La idea que explotaban las tres comadres, si es que Julio intervenía en ello, no era original. A mis cuarenta años de maricona no podían sorprenderlos con nada aquella prostituta sin más méritos que su disfraz, ni Antonia con sus remilgos. Pero que hubiesen puesto en práctica algo tan viejo, y que les fuese bien, me dio tres patadas en los ovarios. Yo sólo lo había pensado. Y ellas, más ignorantes, lo habían convertido en un sistema cuyo éxito aseguraba la intuición de Laurita.
La casa del segundo piso disponía de una habitación pared con pared con el mismo retrete que ocupaba Antonia no bien la chica y su cliente entraban en ella. Y como habían hecho un orificio, cuya salida disimulaba el papel pintado, mi amiga sólo tenía que pegar el ojo para tener una panorámica en tres dimensiones de la cama y sus ocupantes.
A otra le hubiese bastado disfrutar las posturas que ensayaba Laurita para su recreo. Pero era una loca con alianza y quiso saber si también a los otros se les abría el culo lo mismo que a ella. Y si Conchita le metía el dedo para conseguir que la empitonara, logró de Laurita que hiciese otro tanto con los clientes de su elección.
Durante algún tiempo todo se redujo a disfrutar del coito, tabique de por medio, y de un orgasmo que soltaba el grifo sin más salpicaduras fuera de él.
Yo conocía lo suficiente a Antonia para saber que no se hubiese atrevido al siguiente paso sin que la empujasen. Pues una de esas tardes en que la chica calibraba un culo la interrumpió el labriego que minutos antes la había dejado, quien al parecer extravió entre las sábanas el billete del autobús. Pero sea porque a su culo aún le escocían las picaduras, sea porque el otro las tenía recientes, compusieron una escalera en que la polla del viajero hizo de tercer peldaño.
A partir de esa tarde bastaba que Laurita hiciese una seña para que Antonia supiese que podía entrar por el sitio indicado. Ni siquiera tuvieron que forzar la mente: la excusa les pareció tan buena que mi amiga no utilizaba otra. Y como tampoco tenía que esforzarse mucho para poner por las nubes la erección del de turno, de tres veces que entrase dispuesta a todo en dos de ellas sacaba su parte.
—¿Y el rubio de hoy se ha dejado dar? —le pregunté.
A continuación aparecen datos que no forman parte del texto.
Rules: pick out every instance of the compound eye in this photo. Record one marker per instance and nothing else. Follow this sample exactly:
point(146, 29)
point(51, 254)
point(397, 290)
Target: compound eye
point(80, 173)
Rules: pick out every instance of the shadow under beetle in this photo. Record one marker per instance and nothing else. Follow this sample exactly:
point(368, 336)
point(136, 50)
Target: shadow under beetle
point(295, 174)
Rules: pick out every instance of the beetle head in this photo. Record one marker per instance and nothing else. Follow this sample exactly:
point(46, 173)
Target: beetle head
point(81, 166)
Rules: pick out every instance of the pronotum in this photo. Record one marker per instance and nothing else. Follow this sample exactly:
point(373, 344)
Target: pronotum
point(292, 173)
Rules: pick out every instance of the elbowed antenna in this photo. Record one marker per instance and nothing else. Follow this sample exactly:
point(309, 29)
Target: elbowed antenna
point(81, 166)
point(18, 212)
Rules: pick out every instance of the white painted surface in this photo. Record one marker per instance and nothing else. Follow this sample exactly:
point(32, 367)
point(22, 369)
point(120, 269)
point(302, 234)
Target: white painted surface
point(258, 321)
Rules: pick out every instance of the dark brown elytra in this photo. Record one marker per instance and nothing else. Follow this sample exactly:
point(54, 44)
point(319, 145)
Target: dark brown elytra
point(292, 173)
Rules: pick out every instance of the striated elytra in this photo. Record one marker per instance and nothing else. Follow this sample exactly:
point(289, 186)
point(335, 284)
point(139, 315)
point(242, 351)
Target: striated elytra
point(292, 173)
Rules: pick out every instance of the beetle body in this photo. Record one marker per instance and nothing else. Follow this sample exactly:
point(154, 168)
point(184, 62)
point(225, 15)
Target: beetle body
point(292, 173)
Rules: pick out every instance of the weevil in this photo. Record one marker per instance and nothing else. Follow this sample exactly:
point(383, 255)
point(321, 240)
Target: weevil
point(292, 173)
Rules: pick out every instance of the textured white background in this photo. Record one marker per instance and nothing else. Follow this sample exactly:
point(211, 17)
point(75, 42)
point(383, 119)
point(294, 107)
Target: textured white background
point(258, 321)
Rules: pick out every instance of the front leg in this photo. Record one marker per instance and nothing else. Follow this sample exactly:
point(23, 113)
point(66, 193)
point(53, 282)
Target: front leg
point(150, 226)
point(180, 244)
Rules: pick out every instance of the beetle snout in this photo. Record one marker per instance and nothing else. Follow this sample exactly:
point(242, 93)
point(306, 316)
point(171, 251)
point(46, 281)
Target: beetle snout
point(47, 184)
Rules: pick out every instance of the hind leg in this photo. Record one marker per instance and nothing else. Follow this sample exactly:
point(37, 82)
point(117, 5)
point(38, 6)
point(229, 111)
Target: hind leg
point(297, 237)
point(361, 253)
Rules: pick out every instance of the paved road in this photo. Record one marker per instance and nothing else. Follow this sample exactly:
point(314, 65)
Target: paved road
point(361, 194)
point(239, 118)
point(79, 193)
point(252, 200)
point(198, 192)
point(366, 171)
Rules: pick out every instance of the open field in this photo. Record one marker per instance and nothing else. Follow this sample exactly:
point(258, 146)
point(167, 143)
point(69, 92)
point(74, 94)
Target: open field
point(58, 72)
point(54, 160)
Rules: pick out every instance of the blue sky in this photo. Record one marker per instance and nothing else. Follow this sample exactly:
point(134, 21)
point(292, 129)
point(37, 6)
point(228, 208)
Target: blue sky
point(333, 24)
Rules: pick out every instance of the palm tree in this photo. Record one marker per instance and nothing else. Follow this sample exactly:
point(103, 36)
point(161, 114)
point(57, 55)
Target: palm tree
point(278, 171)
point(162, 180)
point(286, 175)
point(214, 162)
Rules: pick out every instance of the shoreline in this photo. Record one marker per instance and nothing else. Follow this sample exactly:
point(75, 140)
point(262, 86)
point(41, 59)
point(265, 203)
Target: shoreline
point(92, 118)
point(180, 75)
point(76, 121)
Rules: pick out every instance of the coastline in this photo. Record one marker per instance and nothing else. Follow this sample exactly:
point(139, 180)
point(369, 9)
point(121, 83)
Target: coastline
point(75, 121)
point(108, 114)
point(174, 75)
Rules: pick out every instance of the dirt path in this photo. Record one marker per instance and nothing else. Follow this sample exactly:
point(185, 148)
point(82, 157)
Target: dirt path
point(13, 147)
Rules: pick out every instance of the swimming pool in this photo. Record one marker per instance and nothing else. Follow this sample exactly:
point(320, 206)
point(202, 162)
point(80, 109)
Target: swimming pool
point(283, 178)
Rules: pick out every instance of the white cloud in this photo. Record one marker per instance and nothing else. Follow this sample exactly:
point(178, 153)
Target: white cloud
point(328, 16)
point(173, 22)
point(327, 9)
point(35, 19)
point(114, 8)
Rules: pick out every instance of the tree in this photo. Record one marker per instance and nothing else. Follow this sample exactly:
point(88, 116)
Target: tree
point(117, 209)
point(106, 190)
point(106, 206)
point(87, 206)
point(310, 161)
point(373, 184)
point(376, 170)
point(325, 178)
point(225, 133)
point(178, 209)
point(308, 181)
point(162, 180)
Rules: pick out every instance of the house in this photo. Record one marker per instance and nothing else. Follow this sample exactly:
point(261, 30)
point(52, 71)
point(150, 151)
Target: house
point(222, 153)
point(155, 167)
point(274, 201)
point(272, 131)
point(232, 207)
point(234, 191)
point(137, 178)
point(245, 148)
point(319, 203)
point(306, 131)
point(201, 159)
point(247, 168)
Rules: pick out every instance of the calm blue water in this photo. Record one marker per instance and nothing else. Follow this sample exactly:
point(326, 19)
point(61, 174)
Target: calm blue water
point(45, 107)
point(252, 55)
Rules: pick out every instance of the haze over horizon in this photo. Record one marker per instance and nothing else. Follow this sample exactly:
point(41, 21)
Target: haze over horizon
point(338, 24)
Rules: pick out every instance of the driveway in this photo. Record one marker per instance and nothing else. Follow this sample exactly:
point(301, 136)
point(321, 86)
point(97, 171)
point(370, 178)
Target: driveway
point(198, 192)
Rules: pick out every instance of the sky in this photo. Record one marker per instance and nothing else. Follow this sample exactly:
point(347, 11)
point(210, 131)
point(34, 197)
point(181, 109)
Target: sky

—Qué coño. Ni yo a él, ni él a mí. Dice que del culo no quiere saber nada. Y yo le he dicho que por mí podía guardarlo en alcanfor.
—¿Entonces?… —pregunté de nuevo.
—Has hecho bien en no subir conmigo, porque tú no se la habrías mamado, y otra cosa no he podido hacer —me contestó.
Se llevó una nueva pastilla a la boca, y seguimos hablando.